Ausführliche Erklärung
Bei einer Portalanfrage sind typischerweise zwei datenschutzrechtlich Verantwortliche beteiligt: das Portal selbst (Betreiber der Plattform) und der inserierende Makler, an den die Anfrage weitergeleitet wird. Für die Praxis ergeben sich daraus mehrere Klärungspunkte:
- Getrennte Verantwortlichkeit statt gemeinsamer Verantwortlichkeit: In der Regel gehen Portale und Makler nicht von einer gemeinsamen Verantwortlichkeit nach Art. 26 DSGVO aus, sondern von zwei eigenständigen Verantwortlichen mit jeweils eigener Datenschutzerklärung – das Portal informiert über die Datenerhebung auf der Plattform, der Makler über die Weiterverarbeitung der ihm übermittelten Anfrage.
- Informationspflicht des Maklers (Art. 14 DSGVO): Da der Makler die Kontaktdaten des Interessenten nicht direkt bei diesem, sondern über das Portal erhält, greift grundsätzlich Art. 14 DSGVO (Information bei Datenerhebung von Dritten).

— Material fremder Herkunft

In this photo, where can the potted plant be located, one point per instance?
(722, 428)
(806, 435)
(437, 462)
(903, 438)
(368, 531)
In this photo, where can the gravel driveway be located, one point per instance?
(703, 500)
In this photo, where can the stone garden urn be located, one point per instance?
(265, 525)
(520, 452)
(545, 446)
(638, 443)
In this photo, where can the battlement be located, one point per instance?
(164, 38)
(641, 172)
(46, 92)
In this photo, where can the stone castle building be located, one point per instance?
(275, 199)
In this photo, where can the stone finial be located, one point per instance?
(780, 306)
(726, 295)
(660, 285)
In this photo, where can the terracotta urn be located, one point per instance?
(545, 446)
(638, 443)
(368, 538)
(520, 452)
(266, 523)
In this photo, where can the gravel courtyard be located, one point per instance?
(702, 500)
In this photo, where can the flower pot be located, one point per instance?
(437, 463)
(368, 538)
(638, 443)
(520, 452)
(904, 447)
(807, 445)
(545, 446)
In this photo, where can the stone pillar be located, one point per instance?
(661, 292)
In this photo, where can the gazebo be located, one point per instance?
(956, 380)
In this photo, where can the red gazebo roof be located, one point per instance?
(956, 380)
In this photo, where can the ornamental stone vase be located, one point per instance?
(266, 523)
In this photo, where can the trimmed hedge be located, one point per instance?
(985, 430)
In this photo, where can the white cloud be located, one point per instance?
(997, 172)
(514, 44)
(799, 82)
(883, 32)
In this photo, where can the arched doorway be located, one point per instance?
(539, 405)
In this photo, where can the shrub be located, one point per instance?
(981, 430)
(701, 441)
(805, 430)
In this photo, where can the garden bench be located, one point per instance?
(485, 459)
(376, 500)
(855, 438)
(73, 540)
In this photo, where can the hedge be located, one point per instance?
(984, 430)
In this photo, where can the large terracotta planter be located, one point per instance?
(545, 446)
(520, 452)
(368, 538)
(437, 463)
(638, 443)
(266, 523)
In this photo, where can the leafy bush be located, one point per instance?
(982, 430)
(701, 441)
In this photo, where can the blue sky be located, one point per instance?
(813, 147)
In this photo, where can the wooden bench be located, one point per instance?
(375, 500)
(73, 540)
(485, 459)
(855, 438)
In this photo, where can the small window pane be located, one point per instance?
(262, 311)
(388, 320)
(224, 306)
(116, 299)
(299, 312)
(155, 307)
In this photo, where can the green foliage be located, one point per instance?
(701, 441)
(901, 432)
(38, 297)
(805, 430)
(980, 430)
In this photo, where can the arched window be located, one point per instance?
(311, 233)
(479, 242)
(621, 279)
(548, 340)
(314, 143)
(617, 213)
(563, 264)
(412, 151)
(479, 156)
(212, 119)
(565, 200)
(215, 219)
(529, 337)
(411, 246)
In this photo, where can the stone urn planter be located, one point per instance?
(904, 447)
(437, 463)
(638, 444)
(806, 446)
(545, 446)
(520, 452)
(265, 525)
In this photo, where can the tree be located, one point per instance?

In der Praxis wird dieser Pflicht meist durch einen Verweis auf die eigene Datenschutzerklärung im automatisierten Antwortschreiben oder bei der ersten Kontaktaufnahme genügt.
- Rechtsgrundlage der Weitergabe: Die Übermittlung der Anfrage vom Portal an den Makler erfolgt regelmäßig auf Grundlage berechtigten Interesses bzw. zur Anbahnung eines Vertrages (Art. 6 Abs. 1 lit. b/f DSGVO), da der Interessent durch das Absenden der Anfrage konkludent den Kontakt zum jeweiligen Anbieter sucht.
- Datenminimierung bei Portalformularen: Portale fragen häufig Zusatzdaten ab (Budget, Umzugstermin, Finanzierungsstatus). Der Makler sollte nur die für die konkrete Bearbeitung erforderlichen Daten weiterverarbeiten und speichern.
- Weitergabe an Dritte: Reicht der Makler die über das Portal erhaltenen Daten weiter, etwa an einen Finanzierungsvermittler, ist hierfür eine eigene Rechtsgrundlage bzw. Einwilligung des Interessenten erforderlich – die Portal-Anfrage allein deckt dies nicht ab.
Für Makler empfiehlt es sich, in den eigenen internen Prozessen zu dokumentieren, über welche Portale Anfragen eingehen und wie mit den übermittelten Daten weiterverfahren wird (Aufnahme ins Verzeichnis von Verarbeitungstätigkeiten).
Beispiel aus der Praxis
Ein Interessent findet ein Exposé auf einem großen Immobilienportal und sendet über das Kontaktformular des Portals eine Anfrage an den inserierenden Makler. Das Portal informiert in seiner eigenen Datenschutzerklärung über die Datenverarbeitung auf der Plattform; der Makler informiert den Interessenten in seiner Antwort-E-Mail zusätzlich über seine eigene Datenschutzerklärung, in der die Weiterverarbeitung der Anfrage (Speicherung im CRM, Löschfrist, mögliche Weitergabe an einen Finanzierungspartner nur mit gesonderter Einwilligung) beschrieben ist.
Rechtsgrundlage
- Art. 13, Art. 14 DSGVO – Informationspflichten des Maklers gegenüber dem über das Portal gewonnenen Interessenten.
- Art. 26 DSGVO – Prüfung, ob und in welchem Umfang eine gemeinsame Verantwortlichkeit von Portal und Makler vorliegt.
- Art. 28 DSGVO – Relevanz, falls das Portal als Auftragsverarbeiter für bestimmte technische Dienste des Maklers eingebunden ist.